When a domain includes the same entity that connected via multiple relationships, may give an alias for each chosen role.

type: domain
name: tpch_example_when_nation_is_supplier
entities:
  - name: nation
    role_path: [supplier_nation]
    alias: supplier_nation
  - name: region
    role_path: [supplier_nation]
    alias: supplier_region
  - name: nation
    role_path: [customer_nation]
    alias: customer_nation
  - name: region
    role_path: [customer_nation]
    alias: customer_region

Notes:

  1. The entity under a chosen role(s) must have a unique alias (not a name of another entity)
  2. The entity should be able to assume the chosen role(s)
  3. Indirect entities are not allowed: when setting an explicit alias and role for an entity indirect to the role (i.e. for region when the role is on nation) , must also have an alias for every entity on the role path.

Interfaces

Domains on SQL interface

Domains are present as a flat table in the domains schema.

  • Attributes that are part of the domain are accessible as SQL columns.
  • Metrics that are part of the domain are accessible as SQL columns that can be aggregated on.
  • All filters of the domain apply (in addition to any filters in the SQL query).

See SQL interface for more details.

Domains as a context for dynamic datasets

A dynamic dataset can be associated with a domain.
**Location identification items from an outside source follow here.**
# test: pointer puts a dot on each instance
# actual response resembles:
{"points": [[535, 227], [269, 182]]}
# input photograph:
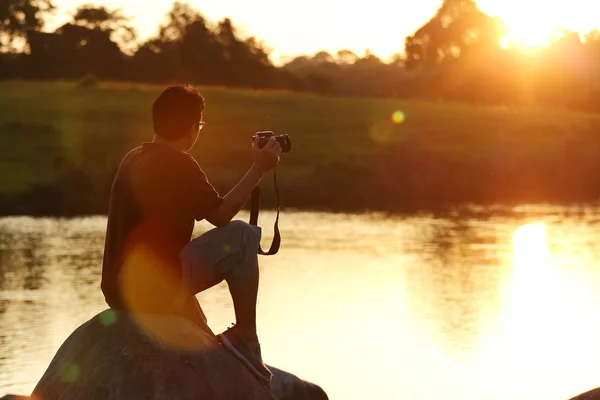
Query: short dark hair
{"points": [[176, 109]]}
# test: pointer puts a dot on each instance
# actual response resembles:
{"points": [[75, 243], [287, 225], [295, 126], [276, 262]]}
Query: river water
{"points": [[491, 304]]}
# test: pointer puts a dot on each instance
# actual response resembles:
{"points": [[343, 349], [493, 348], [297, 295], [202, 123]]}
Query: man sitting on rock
{"points": [[150, 265]]}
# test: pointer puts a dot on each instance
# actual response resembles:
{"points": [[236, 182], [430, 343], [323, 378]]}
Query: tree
{"points": [[179, 18], [457, 27], [18, 17], [112, 21]]}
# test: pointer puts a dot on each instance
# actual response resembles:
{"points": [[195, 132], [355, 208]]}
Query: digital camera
{"points": [[284, 140]]}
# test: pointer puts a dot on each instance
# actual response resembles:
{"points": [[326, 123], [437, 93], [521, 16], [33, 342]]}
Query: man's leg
{"points": [[231, 254]]}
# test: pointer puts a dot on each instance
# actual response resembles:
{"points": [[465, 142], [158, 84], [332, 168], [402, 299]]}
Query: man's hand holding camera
{"points": [[266, 157]]}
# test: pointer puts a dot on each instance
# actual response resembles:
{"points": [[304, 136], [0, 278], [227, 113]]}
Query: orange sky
{"points": [[290, 28]]}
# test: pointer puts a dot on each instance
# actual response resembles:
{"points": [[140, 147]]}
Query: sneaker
{"points": [[232, 340]]}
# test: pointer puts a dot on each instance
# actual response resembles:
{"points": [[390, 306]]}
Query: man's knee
{"points": [[241, 226]]}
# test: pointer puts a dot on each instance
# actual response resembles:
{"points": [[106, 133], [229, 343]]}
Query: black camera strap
{"points": [[254, 210]]}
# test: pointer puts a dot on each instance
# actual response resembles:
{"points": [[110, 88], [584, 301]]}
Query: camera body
{"points": [[284, 140]]}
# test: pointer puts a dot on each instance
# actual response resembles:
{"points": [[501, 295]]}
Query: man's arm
{"points": [[264, 160]]}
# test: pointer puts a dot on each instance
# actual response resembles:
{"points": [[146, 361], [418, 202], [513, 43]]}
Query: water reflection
{"points": [[460, 307], [455, 286]]}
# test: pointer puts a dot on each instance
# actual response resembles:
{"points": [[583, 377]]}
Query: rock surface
{"points": [[117, 356], [591, 395]]}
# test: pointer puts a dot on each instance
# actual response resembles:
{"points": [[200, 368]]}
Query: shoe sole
{"points": [[224, 341]]}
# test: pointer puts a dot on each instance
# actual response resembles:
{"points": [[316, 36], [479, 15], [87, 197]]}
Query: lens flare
{"points": [[398, 117], [108, 318], [70, 373]]}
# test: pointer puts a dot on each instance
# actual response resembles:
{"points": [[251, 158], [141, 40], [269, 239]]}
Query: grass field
{"points": [[348, 153]]}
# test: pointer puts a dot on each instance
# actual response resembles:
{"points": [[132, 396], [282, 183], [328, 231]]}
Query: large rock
{"points": [[118, 356], [591, 395]]}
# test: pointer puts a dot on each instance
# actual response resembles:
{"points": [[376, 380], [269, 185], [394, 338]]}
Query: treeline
{"points": [[456, 55]]}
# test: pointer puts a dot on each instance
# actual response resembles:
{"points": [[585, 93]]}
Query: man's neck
{"points": [[172, 144]]}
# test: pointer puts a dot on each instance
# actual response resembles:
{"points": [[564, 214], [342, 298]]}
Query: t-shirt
{"points": [[156, 197]]}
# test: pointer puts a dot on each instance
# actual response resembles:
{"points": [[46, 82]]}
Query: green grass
{"points": [[347, 152]]}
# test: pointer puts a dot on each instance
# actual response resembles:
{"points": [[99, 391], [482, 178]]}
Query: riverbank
{"points": [[61, 144]]}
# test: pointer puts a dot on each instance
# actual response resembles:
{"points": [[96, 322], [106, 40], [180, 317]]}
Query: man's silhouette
{"points": [[150, 264]]}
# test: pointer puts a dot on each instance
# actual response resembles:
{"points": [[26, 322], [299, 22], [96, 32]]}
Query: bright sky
{"points": [[290, 28]]}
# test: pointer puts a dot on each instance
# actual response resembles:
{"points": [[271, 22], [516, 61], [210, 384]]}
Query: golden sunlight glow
{"points": [[530, 249], [528, 28]]}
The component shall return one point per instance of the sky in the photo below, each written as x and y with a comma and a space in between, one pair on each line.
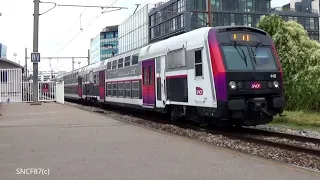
59, 29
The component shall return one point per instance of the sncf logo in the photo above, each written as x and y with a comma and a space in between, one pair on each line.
199, 91
255, 85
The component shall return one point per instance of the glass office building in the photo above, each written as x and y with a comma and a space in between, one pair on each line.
104, 45
178, 16
305, 12
3, 51
133, 32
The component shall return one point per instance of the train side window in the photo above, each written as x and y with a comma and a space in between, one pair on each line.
109, 89
127, 61
198, 62
120, 89
114, 64
108, 65
127, 87
135, 59
120, 63
135, 89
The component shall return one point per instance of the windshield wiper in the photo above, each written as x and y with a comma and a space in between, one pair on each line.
244, 57
255, 52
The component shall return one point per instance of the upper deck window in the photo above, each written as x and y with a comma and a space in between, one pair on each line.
264, 58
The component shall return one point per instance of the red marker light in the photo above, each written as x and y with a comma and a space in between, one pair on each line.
255, 85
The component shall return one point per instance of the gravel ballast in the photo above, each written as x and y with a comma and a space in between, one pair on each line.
291, 157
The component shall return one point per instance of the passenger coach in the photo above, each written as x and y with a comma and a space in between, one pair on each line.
211, 74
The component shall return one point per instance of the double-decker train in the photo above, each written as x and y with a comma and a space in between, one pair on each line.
211, 74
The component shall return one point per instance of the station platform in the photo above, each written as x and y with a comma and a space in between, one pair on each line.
74, 144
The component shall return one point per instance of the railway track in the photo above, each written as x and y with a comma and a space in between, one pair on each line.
289, 142
280, 140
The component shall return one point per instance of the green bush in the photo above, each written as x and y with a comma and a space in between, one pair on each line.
300, 58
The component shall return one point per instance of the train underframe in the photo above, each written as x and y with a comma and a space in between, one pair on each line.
237, 111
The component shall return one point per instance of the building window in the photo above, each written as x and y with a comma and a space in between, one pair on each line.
198, 62
127, 61
233, 22
135, 89
312, 23
127, 87
135, 59
249, 6
108, 65
120, 63
145, 76
4, 76
120, 89
307, 23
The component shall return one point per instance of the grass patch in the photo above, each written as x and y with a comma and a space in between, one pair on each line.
299, 120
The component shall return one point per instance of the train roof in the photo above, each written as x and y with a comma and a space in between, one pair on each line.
174, 42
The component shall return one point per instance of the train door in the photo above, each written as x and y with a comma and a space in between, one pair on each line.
102, 85
148, 81
160, 86
80, 86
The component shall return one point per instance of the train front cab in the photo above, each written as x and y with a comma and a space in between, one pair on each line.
247, 67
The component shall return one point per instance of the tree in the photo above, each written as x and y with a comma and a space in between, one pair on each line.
300, 59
In that case, all domain configuration applies to the dynamic dataset query.

YAML Schema

Every domain is backed by a text file in git that defines it, and keeps history of every change.

The schema for a domain is:

type: domain
name: [name]
display_name: [display name]
owner: [owner]
description: |-
  [desciption]
labels: [...]
folder: [folder]
hidden: [True/False/Yes/No]
entities:
  - name: [entity name]
    fields:
      - name: [field name]
      - ...
    includes: [field pattern to include]
    excludes: [field pattern to exclude]
    role_path: [role]
    alias: [alias for role]
  - ...
filters:
  - [filter expression]
  - ...
source_filters:
  - [source filter expression]
  - ...
active_roles:
  - [active role]
  - ..
parameters:
  - name: [parameter name]
    value: [parameter value]
  - ...
short_term_aggregate_cache_ttl_seconds: [the duration for which a query result can be reused as part of the short-term aggregate cache]

Fields:

  • name: Name of domain
  • display_name, owner, description, labels, folder, hidden: Metadata
  • entities: List of entities that participate in the domain
    • name: Name of entity
    • fields: List of fields from the entity that participate in the domain
      • name: Name of field (attribute or metric)
    • includes: Optional field pattern to include
    • excludes: Optional field pattern to exclude
    • role_path: Optional role path
    • alias: Optional alias for entity
  • filters: List of semantic filters
  • source_filters: List of source filters
  • active_roles: List of active roles
  • parameters (optional): List of parameters and values (override workspace values if they exist)
  • short_term_aggregate_cache_ttl_seconds (optional): Control short term aggregate caching. See Automatic Aggregate Caching.